SINT MAARTEN/THE NETHERLANDS – Face masks are to be made compulsory in busy parts of Amsterdam and Rotterdam from August 5, and people who refuse to comply could be fined, city officials have confirmed.
The move was widely expected following the government’s decision not to bring in a national face mask requirement but to allow officials to bring in local measures. This is despite government advisors saying again that there is insufficient evidence that masks will stop infections.
In Rotterdam, where the number of coronavirus infections has risen more than anywhere in the Netherlands in recent days, masks will be compulsory in three big markets and two shopping centres.
In Amsterdam, where tourists have now returned, masks must be worn in the red-light district and two busy shopping streets, plus two markets.
Rotterdam mayor Ahmed Aboutaleb has been campaigning for the right to make people wear masks since the number of cases of Covid-19 in the city began to rise, and stresses masks are not replacing the 1.5 metre rule.
‘I want to be able to say to myself that I did everything possible to try to avoid one Rotterdammer picking up or dying from coronavirus,’ he told broadcaster NOS. ‘In the main, it will get people to keep their distance… and we think it will increase the sense of urgency.’

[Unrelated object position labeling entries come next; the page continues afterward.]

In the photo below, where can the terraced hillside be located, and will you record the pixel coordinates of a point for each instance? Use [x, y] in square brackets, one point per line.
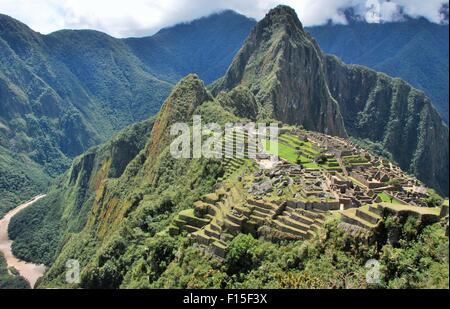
[315, 178]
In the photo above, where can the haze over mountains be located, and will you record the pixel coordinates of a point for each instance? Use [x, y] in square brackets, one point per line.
[106, 210]
[63, 93]
[68, 91]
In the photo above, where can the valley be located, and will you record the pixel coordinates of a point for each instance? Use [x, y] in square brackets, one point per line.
[29, 271]
[358, 172]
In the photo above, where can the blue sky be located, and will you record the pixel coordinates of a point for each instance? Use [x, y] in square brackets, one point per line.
[145, 17]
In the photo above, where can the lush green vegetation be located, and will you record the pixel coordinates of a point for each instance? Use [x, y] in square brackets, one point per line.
[9, 277]
[63, 93]
[415, 50]
[332, 260]
[20, 180]
[387, 199]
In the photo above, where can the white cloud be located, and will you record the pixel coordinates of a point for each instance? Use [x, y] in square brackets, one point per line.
[144, 17]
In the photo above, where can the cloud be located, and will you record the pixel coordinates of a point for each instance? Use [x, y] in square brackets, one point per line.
[144, 17]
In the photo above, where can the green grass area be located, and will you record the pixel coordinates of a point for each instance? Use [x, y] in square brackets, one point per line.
[288, 153]
[387, 199]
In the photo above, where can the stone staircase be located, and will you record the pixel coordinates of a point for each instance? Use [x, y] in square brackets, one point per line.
[367, 217]
[300, 223]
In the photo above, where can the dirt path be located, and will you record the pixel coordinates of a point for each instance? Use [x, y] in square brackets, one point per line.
[30, 272]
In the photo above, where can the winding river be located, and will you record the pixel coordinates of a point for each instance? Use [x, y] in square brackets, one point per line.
[31, 272]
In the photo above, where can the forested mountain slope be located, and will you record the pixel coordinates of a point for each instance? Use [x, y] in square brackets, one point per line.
[415, 50]
[298, 84]
[63, 93]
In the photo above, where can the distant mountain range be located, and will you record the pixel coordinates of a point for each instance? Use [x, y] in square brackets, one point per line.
[108, 207]
[415, 50]
[63, 93]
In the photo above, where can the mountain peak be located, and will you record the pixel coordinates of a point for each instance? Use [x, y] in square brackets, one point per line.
[284, 15]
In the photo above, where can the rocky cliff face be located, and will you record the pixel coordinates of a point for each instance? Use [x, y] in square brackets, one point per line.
[283, 68]
[289, 75]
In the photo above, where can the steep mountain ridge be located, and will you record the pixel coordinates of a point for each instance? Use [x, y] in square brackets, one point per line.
[62, 93]
[90, 208]
[415, 50]
[264, 65]
[285, 69]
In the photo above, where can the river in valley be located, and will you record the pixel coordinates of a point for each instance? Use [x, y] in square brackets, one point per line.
[31, 272]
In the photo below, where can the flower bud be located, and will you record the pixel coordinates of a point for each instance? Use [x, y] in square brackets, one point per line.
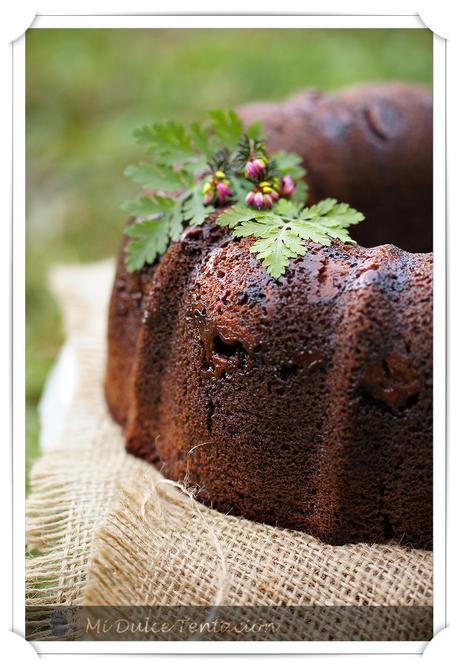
[287, 186]
[259, 200]
[222, 192]
[255, 169]
[268, 202]
[250, 198]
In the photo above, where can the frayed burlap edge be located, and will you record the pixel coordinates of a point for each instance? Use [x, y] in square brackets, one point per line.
[107, 529]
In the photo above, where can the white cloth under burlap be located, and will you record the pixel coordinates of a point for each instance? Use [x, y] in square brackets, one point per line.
[106, 529]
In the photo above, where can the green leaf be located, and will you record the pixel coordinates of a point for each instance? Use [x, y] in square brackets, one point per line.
[194, 211]
[151, 238]
[333, 214]
[169, 139]
[280, 233]
[158, 177]
[235, 215]
[227, 126]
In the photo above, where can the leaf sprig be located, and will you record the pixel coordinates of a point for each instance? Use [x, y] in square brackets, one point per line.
[171, 197]
[281, 232]
[193, 171]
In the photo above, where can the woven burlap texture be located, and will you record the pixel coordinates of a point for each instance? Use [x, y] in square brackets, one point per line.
[108, 529]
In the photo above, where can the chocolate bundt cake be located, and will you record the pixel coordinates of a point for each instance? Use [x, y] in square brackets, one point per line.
[303, 402]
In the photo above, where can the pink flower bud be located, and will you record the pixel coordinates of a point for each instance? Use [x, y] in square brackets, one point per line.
[222, 191]
[250, 198]
[287, 187]
[268, 202]
[255, 169]
[259, 200]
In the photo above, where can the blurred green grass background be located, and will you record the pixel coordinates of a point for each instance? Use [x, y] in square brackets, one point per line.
[86, 90]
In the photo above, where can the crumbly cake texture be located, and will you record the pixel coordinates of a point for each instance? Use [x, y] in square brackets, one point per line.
[304, 402]
[369, 146]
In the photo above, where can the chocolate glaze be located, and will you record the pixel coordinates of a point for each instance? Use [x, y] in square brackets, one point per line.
[369, 146]
[304, 402]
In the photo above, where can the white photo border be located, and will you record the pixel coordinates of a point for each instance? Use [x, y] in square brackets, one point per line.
[439, 454]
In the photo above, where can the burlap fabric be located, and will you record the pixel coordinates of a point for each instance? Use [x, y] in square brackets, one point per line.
[107, 529]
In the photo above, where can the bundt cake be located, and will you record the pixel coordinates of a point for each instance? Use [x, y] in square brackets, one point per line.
[303, 402]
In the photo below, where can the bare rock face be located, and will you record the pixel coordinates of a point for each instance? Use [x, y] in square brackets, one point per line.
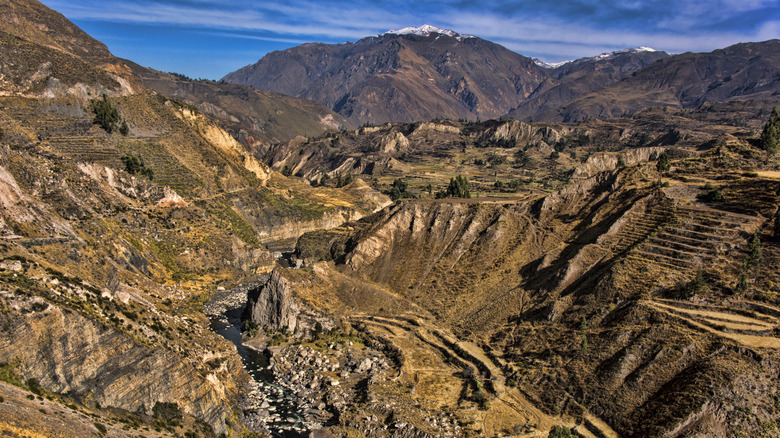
[69, 353]
[274, 305]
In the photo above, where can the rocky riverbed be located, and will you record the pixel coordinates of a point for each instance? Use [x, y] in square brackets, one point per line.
[304, 386]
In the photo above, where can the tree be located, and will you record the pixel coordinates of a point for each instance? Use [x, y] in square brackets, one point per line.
[559, 431]
[754, 255]
[770, 137]
[584, 336]
[695, 286]
[399, 190]
[459, 187]
[106, 114]
[777, 225]
[123, 128]
[663, 164]
[135, 165]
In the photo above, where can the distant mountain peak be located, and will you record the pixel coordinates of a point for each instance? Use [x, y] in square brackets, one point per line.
[549, 65]
[602, 56]
[640, 49]
[426, 30]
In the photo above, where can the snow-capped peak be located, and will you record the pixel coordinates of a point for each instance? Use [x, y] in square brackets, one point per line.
[605, 55]
[550, 65]
[426, 30]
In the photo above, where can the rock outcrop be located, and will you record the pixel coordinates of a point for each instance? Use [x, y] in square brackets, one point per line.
[274, 305]
[69, 353]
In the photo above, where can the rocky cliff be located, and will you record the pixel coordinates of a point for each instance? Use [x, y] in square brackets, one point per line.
[616, 238]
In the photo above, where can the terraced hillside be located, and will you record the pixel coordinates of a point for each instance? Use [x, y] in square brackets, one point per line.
[505, 157]
[609, 304]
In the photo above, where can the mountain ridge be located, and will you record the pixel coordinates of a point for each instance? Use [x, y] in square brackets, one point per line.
[422, 73]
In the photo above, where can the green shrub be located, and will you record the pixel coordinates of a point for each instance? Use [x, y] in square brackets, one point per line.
[106, 114]
[399, 190]
[559, 431]
[770, 136]
[135, 165]
[34, 386]
[101, 428]
[663, 164]
[166, 411]
[459, 187]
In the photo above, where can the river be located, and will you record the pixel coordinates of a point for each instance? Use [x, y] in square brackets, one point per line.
[267, 405]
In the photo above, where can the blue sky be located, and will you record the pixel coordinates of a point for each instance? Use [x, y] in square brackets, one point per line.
[210, 38]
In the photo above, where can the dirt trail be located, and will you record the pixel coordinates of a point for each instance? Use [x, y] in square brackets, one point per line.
[435, 360]
[703, 323]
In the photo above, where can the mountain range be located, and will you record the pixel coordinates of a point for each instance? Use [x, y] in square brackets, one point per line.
[422, 73]
[184, 257]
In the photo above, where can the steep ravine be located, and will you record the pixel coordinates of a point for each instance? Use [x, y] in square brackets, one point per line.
[617, 251]
[72, 354]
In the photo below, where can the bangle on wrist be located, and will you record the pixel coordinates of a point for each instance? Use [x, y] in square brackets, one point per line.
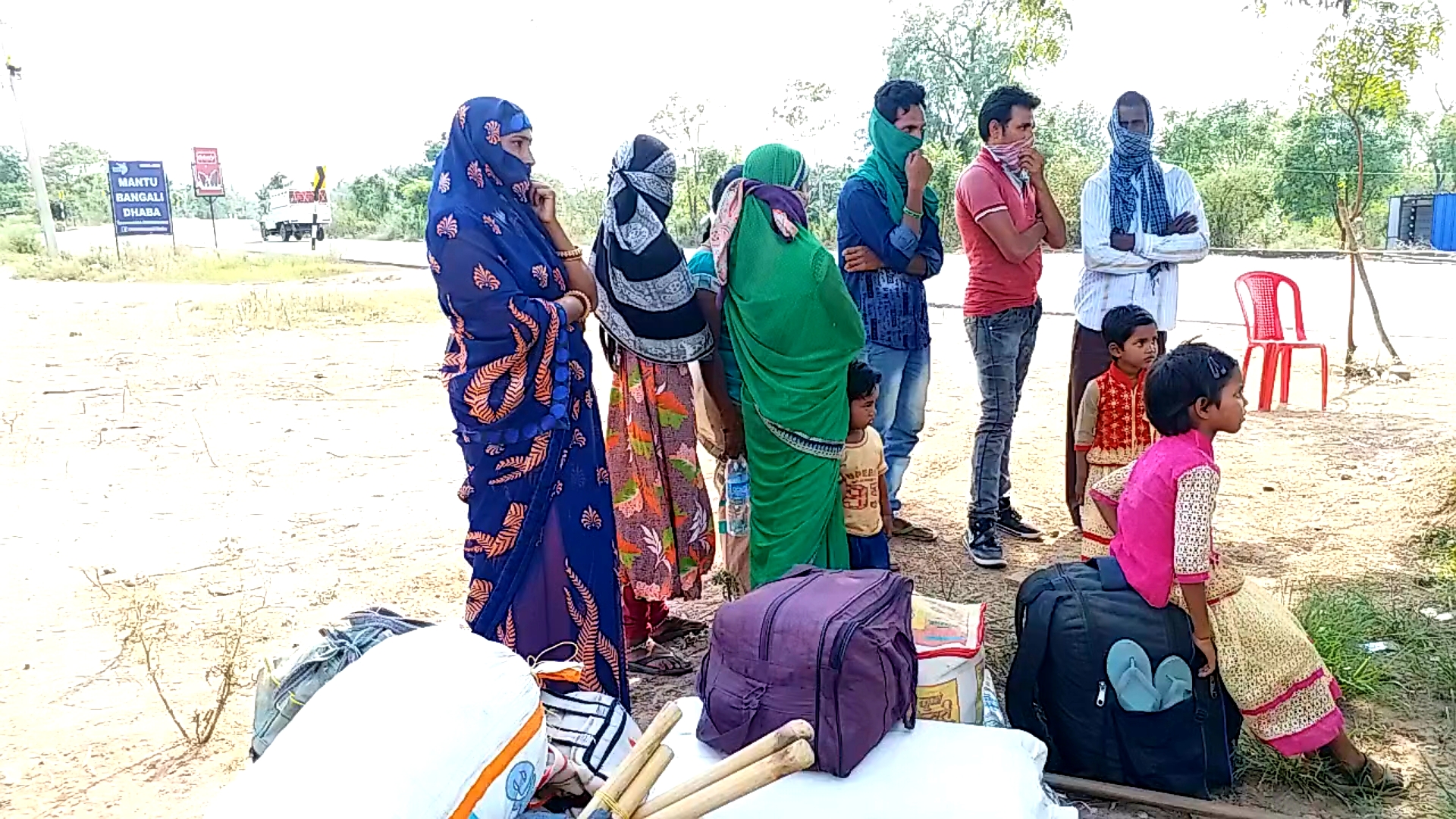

Although the official Dutch line is that masks don’t work, there is some evidence that they can reduce the risk of infections – depending on the epidemiological situation in the country, website Nu.nl reported.
According to Norwegian research, for example, between 100,000 and one million people would have to wear a mask to prevent one case of Covid-19.
Shopkeepers say they understand why the Netherlands’ two biggest cities are taking the step but warn that communication is crucial. ‘It must be clear that responsibility for policing the rule is not up to shopkeepers,’ retail organisation Detailhandel Nederland said. ‘We are the service provider.’
Legal experts, however, have raised doubts about the introduction of face masks in some areas, particularly given that the measure is officially aimed at changing people’s behaviour.
Groningen University law professor Jan Brouwer, has said that legally, local majors do not have the right to make masks compulsory in their towns and cities. Legislation allowing special measures to cope with the coronavirus pandemic still has to be approved in parliament, and that legislation specifically refers to the wearing of masks, Brouwer points out.
His colleague Adriaan Wierenga told the AD that he is worried the use of masks may stop people taking other measures seriously and undermine the legitimacy of other measures.
‘You are planning to police measures which the government itself says don’t work,’ he said. ‘How do you plan to do that?’ Meanwhile, Groningen is introducing a 1.30am closure for the city’s cafes and bars on Friday and Saturday nights in an effort to stop overcrowding in popular areas for going out.